I suspect that original handicap is a large part of the reason why x86 managed to become a dominant ISA, beating out all of its RISC derived competitors in the high-performance space. The requirement to continue supporting the legacy complex instruction encoding forced x86 uarch designers to go down the path of longer (but not too long) pipelines, powerful branch predictors and extremely large out-of-order windows.

It wasn't the obvious approach back in the 90s/2000s, high-performance RISC designs of that era tended to stick with in-order superscalar pipelines. And when they did explore out-of-order designs, they were much more restrained with way smaller reorder-buffers.

But in hindsight, it seems to have been the correct approach for high-performance micro arches. I can't help but notice that modern high-performance aarch64 cores from Apple and Arm have pipelines that look almost identical to the designs from AMD and Intel. Main difference is that they can get away with 8-wide instruction decoders instead of a uOP caches.

> which, by the way can not be as compact as compiler-generated RISC instructions - you typically need 64 bits per internal instruction or similar

Nah. According to Agner Fog's testing, Intel only allocates 32bits per uop.

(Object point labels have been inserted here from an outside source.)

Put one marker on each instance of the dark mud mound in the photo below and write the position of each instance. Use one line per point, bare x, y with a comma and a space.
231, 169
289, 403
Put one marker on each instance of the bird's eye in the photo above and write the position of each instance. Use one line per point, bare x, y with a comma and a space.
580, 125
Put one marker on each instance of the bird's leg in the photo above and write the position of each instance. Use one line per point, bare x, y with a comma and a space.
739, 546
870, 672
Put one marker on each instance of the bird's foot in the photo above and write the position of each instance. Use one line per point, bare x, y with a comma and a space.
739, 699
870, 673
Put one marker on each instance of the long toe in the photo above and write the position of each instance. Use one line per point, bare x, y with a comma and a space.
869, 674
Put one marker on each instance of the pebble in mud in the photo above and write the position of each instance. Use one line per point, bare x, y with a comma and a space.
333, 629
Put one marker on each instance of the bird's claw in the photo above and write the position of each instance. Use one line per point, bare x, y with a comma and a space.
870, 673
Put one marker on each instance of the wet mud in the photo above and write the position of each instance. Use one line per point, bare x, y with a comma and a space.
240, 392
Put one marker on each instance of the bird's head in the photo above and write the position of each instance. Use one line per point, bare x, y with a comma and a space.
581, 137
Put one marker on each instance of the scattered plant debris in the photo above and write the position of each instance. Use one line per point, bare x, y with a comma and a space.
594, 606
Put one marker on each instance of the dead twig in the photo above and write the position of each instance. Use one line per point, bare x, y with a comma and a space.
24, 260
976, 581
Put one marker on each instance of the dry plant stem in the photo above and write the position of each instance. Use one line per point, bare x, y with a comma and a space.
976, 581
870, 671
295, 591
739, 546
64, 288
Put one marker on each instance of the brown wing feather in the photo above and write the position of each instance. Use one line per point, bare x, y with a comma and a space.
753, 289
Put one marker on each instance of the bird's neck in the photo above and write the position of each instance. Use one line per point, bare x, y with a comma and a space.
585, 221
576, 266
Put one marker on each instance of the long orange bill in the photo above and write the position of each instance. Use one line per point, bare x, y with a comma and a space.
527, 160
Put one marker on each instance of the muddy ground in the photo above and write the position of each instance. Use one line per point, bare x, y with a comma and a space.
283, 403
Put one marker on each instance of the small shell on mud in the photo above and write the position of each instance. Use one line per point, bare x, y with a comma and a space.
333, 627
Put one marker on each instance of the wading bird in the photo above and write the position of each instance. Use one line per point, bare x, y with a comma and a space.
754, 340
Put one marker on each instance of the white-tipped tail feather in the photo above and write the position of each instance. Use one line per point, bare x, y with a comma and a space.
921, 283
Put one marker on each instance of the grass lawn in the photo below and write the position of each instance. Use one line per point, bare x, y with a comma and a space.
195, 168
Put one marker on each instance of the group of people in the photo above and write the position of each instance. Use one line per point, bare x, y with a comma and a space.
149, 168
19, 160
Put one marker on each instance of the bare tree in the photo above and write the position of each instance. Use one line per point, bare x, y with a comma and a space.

Immediates/Addresses larger than signed 16bits are handled with various complex mechanisms. If a 32bit/64bit value is still inside the -2¹⁵ to +2¹⁵ range, it can be squashed down. Space can be borrowed from other uOPs in the same cacheline that don't need to store an immediate. Otherwise, the uOP takes up multiple slots in the uOP cache.

I suspect AMD also use a similar mechanism, because as you point out, caching un-encoded uOPs would be a huge waste of space. And there is no reason why you need to use the exact same encoding in both the pipeline and the uOP cache, it just needs to be significantly easier to decode than a full x86 instruction.

I'll have to read up on Agner's findings.

My assumptions are largely based on annotated die shots, like this one of Rocket Lake (IIRC): https://substackcdn.com/image/fetch/f_auto,q_auto:good,fl_pr...

If they are correct, the uOP cache consumes at least as much silicon as the L1I cache, while they generally can hold fewer instructions.

Some napkin math: x86 instructions are 4 bytes long on average, so a 32KiB L1I can hold 32/4=8K instructions, while the uOP cache can hold 4K uOP instructions (how many uOPs does an x86 instruction translate to on average?). That would indicate that uOP:s require twice the silicon area to store compared to "raw" x86 instructions - or that the uOP cache is more advanced/complex than the L1I cache (which may very well be the case).

Also visible from the die shots: decoding and branch prediction are far from free.

According to the label, that block contains both the uop cache AND the microcode ROM (which is actually at least partially RAM to allow for microcode updates). I guess it makes sense to group the two functions together, they are both alternative sources of uOPs that aren't from the instruction decoder.

So really depends on what the balance is. If it was two or three of those memory cell blocks, I agree it's quite big. But if it's just one, it's actually quite small.

Agner's findings are for the Sandybridge implementation. He says Haswell and Skylake share the same limitations, but doesn't look like he has done much research into the later implementations.

The findings actually point to the uOP cache being much simpler in structure. The instruction cache has to support arbitrary instruction alignment and fetches that cross boundaries. The uOP cache has strict alignment requirements, it delivers one cache line per cycle and always delivers the entire line. If there aren't enough uops, then the rest of the cacheline is unused.

> Also visible from the die shots: decoding and branch prediction are far from free.

Yeah, it appears to be massive. And I get the impression that block is more branch prediction than decoding.

Nothing is free in CPU design, it's just a massive balancing act.

He hangs out in the comp.arch newsgroup.